Model-based analysis of regulation of gene expression (MARGE) is a framework for interpreting the relationship between the H3K27ac chromatin environment and differentially expressed gene sets. The framework has three main functions: MARGE-potential, MARGE-express, and MARGE-cistrome. MARGE-potential defines a regulatory potential (RP) for each gene as the sum of H3K27ac ChIP-seq signals weighted by a function of genomic distance from the transcription start site. The MARGE framework includes a compendium of RPs derived from 365 human and 267 mouse H3K27ac ChIP-seq data sets. Relative RPs, scaled using this compendium, are superior to superenhancers in predicting BET (bromodomain and extraterminal domain) -inhibitor repressed genes.

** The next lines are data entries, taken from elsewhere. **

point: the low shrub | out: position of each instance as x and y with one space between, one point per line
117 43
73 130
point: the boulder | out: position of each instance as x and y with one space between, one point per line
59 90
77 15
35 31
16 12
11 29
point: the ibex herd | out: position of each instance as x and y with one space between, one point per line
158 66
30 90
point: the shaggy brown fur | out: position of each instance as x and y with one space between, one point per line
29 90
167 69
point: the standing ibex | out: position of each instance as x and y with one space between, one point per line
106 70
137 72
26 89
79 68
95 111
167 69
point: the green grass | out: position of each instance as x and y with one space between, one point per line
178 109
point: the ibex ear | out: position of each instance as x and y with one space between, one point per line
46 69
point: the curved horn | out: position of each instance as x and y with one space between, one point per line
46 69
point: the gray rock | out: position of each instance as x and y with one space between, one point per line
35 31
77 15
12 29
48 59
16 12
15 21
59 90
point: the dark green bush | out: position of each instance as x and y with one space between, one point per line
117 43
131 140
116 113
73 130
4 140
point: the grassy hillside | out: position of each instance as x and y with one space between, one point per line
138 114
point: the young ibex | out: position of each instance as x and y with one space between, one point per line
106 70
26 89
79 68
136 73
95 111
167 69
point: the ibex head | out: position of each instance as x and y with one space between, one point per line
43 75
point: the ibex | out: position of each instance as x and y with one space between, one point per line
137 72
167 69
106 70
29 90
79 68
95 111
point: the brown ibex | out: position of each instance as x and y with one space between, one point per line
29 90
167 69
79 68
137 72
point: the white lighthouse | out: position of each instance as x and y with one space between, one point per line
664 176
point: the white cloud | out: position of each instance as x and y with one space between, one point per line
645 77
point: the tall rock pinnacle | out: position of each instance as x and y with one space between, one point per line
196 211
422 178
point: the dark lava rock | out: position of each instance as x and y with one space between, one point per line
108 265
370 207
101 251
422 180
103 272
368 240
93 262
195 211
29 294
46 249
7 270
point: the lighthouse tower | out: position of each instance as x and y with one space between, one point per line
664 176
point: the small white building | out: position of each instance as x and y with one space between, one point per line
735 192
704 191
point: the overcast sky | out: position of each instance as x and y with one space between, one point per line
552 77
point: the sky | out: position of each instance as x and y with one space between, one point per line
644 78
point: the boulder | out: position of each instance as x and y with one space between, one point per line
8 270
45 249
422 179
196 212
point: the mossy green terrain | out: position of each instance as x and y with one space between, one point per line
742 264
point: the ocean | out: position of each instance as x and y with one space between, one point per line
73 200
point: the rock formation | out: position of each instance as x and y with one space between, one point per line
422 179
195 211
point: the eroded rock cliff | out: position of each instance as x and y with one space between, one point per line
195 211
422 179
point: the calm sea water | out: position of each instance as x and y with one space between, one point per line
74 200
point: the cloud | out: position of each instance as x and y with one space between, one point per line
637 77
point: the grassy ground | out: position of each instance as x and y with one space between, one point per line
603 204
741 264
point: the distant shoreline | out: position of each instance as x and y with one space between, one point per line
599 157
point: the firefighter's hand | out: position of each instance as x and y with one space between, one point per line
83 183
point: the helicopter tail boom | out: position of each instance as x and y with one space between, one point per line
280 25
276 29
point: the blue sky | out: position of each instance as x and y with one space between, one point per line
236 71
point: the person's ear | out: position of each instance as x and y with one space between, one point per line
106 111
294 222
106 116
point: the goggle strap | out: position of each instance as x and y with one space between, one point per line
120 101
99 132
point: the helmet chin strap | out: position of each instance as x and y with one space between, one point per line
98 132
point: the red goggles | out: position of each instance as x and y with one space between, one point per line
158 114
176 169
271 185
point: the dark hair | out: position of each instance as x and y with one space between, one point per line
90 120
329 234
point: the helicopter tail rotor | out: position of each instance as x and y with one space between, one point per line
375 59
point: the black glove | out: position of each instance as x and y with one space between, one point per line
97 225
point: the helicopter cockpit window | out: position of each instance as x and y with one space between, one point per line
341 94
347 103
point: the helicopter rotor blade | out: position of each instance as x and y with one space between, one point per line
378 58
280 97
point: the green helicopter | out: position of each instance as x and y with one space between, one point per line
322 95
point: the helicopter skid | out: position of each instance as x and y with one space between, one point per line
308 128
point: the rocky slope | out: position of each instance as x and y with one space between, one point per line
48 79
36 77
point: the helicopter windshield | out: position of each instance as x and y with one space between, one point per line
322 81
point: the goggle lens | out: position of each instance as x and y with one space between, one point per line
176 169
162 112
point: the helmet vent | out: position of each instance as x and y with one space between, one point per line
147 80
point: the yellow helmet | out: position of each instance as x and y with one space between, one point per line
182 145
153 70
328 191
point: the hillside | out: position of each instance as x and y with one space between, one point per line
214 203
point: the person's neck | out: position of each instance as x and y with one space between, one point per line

MARGE-express, which uses logistic regression to retrieve relevant H3K27ac profiles from the compendium to accurately model a query set of differentially expressed genes, was tested on 671 diverse gene sets from MSigDB. MARGE-cistrome adopts a novel semisupervised learning approach to identify cis-regulatory elements regulating a gene set. MARGE-cistrome exploits information from H3K27ac signal at DNase I hypersensitive sites identified from published human and mouse DNase-seq data. We tested the framework on newly generated RNA-seq and H3K27ac ChIP-seq profiles upon siRNA silencing of multiple transcriptional and epigenetic regulators in a prostate cancer cell line, LNCaP-abl. MARGE-cistrome can predict the binding sites of silenced transcription factors without matched H3K27ac ChIP-seq data. Even when the matching H3K27ac ChIP-seq profiles are available, MARGE leverages public H3K27ac profiles to enhance these data. This study demonstrates the advantage of integrating a large compendium of historical epigenetic data for genomic studies of transcriptional regulation.
基于模型的基因表达调控分析(MARGE)是一个用于解释H3K27ac染色质环境与差异表达基因集之间关系的框架。该框架有三个主要功能:MARGE-潜能、MARGE-表达和MARGE-顺式作用元件组。MARGE-潜能将每个基因的调控潜能(RP)定义为H3K27ac ChIP-seq信号的总和,该信号由距转录起始位点的基因组距离函数加权。MARGE框架包括一个来自365个人类和267个小鼠H3K27ac ChIP-seq数据集的RP汇编。使用该汇编进行缩放的相对RP在预测BET(溴结构域和额外末端结构域)抑制剂抑制的基因方面优于超级增强子。MARGE-表达使用逻辑回归从汇编中检索相关的H3K27ac图谱,以准确模拟差异表达基因的查询集,并在来自MSigDB的671个不同基因集上进行了测试。MARGE-顺式作用元件组采用一种新颖的半监督学习方法来识别调控基因集的顺式调控元件。MARGE-顺式作用元件组利用从已发表的人类和小鼠DNase-seq数据中识别出的DNase I超敏位点处的H3K27ac信号信息。我们在前列腺癌细胞系LNCaP-abl中对多个转录和表观遗传调节因子进行siRNA沉默后,在新生成的RNA-seq和H3K27ac ChIP-seq图谱上测试了该框架。MARGE-顺式作用元件组可以在没有匹配的H3K27ac ChIP-seq数据的情况下预测沉默转录因子的结合位点。即使有匹配的H3K27ac ChIP-seq图谱,MARGE也会利用公共的H3K27ac图谱来增强这些数据。这项研究证明了整合大量历史表观遗传数据用于转录调控基因组研究的优势。